The usual pressure at sea level is about 1013.25 mbar (or 1013.25 hPa or 101325 Pa).

However, this value depends on the weather conditions and quantity of steam in the air.

By example, today the pressure is 1002.00 hPa at the Belgian's sea level.

this value is critical if you want to evaluate the altitude of the sensor.. It is also important to know the current altitude if you plan to calculate the "correction" for the normalized SLP pressure.

So I have fixed the baseline as follow before reading the altitude:

Serial.print(bme.readAltitude(1002.00)); 
Serial.println(" m");

It is quite easy to know the current sea level pressure by using an Internet Weather Broadcast like this link to meteobelgique.be

The sensor doesn't give the right altitude!

My sensor does indicates an altitude of 189m whereas the reference weather station (next to house) is known to be at 120m height (at the top of the tower)! What's wrong with the sensor?

The altitude is deduced from the difference of local pressure and pressure at the sea level.

If you want to obtain an accurate altitude value with the BMP280 then you need to know the pressure at the sea level (the baseline) with precision.

Once the baseline value corrected, you will have the correct altitude:

bme.readAltitude(1002.00)

The sensor would return the right altitude (104m) for the sensor which is quite good since we are not in the tower (like the reference weather station).

The pressure is not correct atmosphérique semble incorrecte!

My sensor returned a pressure of 98909 pascal (so 989.09 hPa) whereas the reference weather station does mentino 1002 hPa!

The sensor value is right, it just not apply the correction to indicates the Normalized SLP pressure (equivalent pressure at the sea level).
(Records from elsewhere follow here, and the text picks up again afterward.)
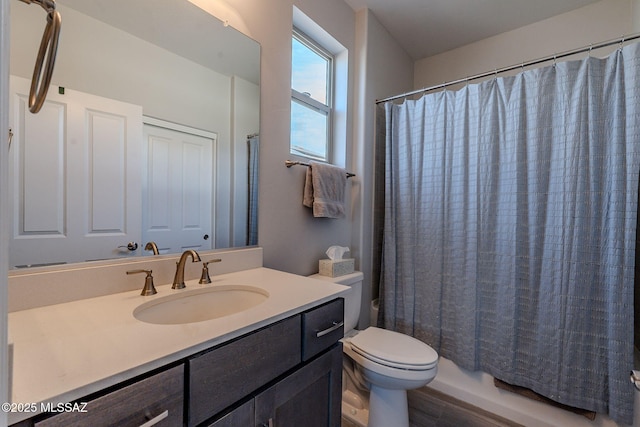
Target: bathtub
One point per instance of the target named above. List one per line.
(476, 388)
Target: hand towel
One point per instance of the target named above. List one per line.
(324, 190)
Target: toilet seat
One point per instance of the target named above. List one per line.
(393, 349)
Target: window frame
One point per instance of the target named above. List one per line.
(307, 101)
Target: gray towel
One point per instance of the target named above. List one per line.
(324, 190)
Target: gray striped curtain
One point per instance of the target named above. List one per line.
(253, 146)
(510, 225)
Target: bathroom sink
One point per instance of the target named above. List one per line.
(197, 305)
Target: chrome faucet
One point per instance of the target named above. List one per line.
(178, 279)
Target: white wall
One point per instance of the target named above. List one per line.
(605, 20)
(4, 206)
(292, 239)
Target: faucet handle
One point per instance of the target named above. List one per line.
(148, 289)
(205, 271)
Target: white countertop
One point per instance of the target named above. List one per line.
(64, 352)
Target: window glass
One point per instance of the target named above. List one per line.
(309, 131)
(309, 71)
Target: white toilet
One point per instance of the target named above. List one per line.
(385, 363)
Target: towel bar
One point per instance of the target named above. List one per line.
(289, 163)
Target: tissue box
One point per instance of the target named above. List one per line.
(335, 268)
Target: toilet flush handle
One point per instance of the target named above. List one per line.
(336, 325)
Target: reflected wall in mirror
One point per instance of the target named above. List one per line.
(149, 132)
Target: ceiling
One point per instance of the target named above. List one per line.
(428, 27)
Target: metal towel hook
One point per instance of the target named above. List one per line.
(43, 70)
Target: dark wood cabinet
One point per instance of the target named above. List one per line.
(224, 375)
(288, 373)
(309, 397)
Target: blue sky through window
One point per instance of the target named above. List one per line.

The reference reference weather station does applies this correction for yo (so they displays normalized SLP).

Let's do the correction on the value...

First: read the preceding point, from it we know :

  • that we have to set the baseline to the current pressure at day's sea level pressure (baseline=100200)
  • once done, we can use the sensor to calculate the current altitude of the sensor (in our case, it is 104 m)
  • the pressure decrease of 1hPa every time we increase the altitude of 8.3m .

Next, on the reference Weather station:

The weather station does normalize the atmospheric pressure calculate local pressure at the Sea Level altitude (called SLP for "Sea Level Pressure" also named "PNM" for Pression Niveau Mer).

This means that reference weather station applies the correction (compensating) to the read value.

For the reference station next to house, its height is 120m. so the correction adds the air column of 120m height over the sensor value to get the normalized SLP pressure. So the correction is evaluated to (120 / 8.3) hPa = 14.45 hPa.

Let's apply the same principle to our BMP280 readings:

In our case, we know that the altitude of the BMP280 sensor is 104m. Remind, the pressure is reduced of 1hPa every time our altitude increase of 8.3m.

For 104m, the air column until the sea level correspond to 104 / 8.3 = 12.53 hPa additional pressure.

As the sensor give the 989.09 hPavalue, the correction to have the Normalized SLP is 989.09 + 12.53 = 1001.62 hPa. Great! it is almost the same value than reference weather station next to home (to remind, it communicates 1002 hPa).